In the literature, there are many studies investigating the effects of the carbapenem resistance, and in the majority of them, it has been shown that carbapenem resistance results in increased mortality for Gram-negative bacterial infections.[16,18,20,21] Mortality rates in our study were similar to the data in the literature and 14-day and 28-day mortality rates were significantly higher in the CR-GNB group. Independent risk factors for mortality were high Pittsburgh bacteremia score, presence of cardiovascular disease, urinary catheterization, and inappropriate empirical antibiotic therapy. In some studies, length of stay in the hospital after bacteremia was significantly higher in the carbapenem-resistant Gram-negative infections compared to carbapenem-susceptible infections.[16,19,20] However, no significant difference was found between these two groups in terms of length of stay in the hospital after bacteremia in our study.

There are many studies in the literature showing the relationship between appropriate empirical antibiotic therapy and mortality; however, there are different conclusions about this relationship. In a study involving carbapenem-resistant Enterobacteriaceae bacteremia, appropriate empirical antibiotic therapy was found to be a factor reducing mortality.[22] In an another study of 1076 intensive care patients with GNB, inappropriate empirical antibiotic therapy was found to be the most important risk factor associated with mortality.[23] However, in a study involving 679 GNB patients, advanced age, comorbid diseases, and disease severity at admission were found to be independent risk factors associated with mortality, but inappropriate empirical antibiotic therapy was not a risk factor.[24] Similar results were found in our study, and inappropriate empirical antibiotic therapy was found to be a significant risk factor for mortality. The Pittsburgh bacteremia score is an important predictor of disease severity in bloodstream infections. In our study, similar to the literature, high Pittsburgh bacteremia score was found to be an independent risk factor associated with mortality. Other risk factors associated with mortality were cardiovascular disease and urinary catheterization.
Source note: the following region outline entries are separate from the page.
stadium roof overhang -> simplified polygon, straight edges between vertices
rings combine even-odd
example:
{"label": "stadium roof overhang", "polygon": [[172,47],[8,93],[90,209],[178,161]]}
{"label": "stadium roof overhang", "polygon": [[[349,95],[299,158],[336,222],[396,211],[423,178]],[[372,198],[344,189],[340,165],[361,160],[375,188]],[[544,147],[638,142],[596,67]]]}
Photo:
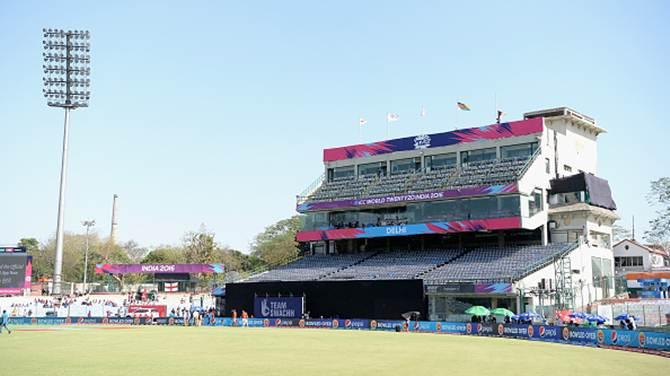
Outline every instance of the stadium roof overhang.
{"label": "stadium roof overhang", "polygon": [[128,274],[128,273],[223,273],[223,264],[97,264],[96,274]]}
The retrospective nature of our study, lack of evaluation of effects of various antibiotic regimens on outcomes and the lack of molecular methods to investigate carbapenemase types were considered as limitations.
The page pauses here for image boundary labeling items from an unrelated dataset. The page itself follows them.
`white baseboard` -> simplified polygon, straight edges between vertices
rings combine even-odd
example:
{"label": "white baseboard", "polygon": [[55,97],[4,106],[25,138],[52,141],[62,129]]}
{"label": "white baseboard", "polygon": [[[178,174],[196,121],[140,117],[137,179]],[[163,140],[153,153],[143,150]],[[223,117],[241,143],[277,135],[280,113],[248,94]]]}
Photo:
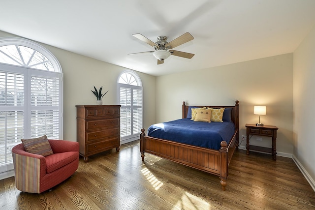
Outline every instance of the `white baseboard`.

In summary, carbapenem resistance was found to be associated with high mortality in our study. Appropriate empirical antibiotic therapy and urinary catheterization are important because they are modifiable. To predict carbapenem resistance, it is important to question patients in terms of risk factors. It was thought that mortality could be reduced by evaluating risk factors for resistant pathogens and initiating appropriate empirical antibiotic treatment.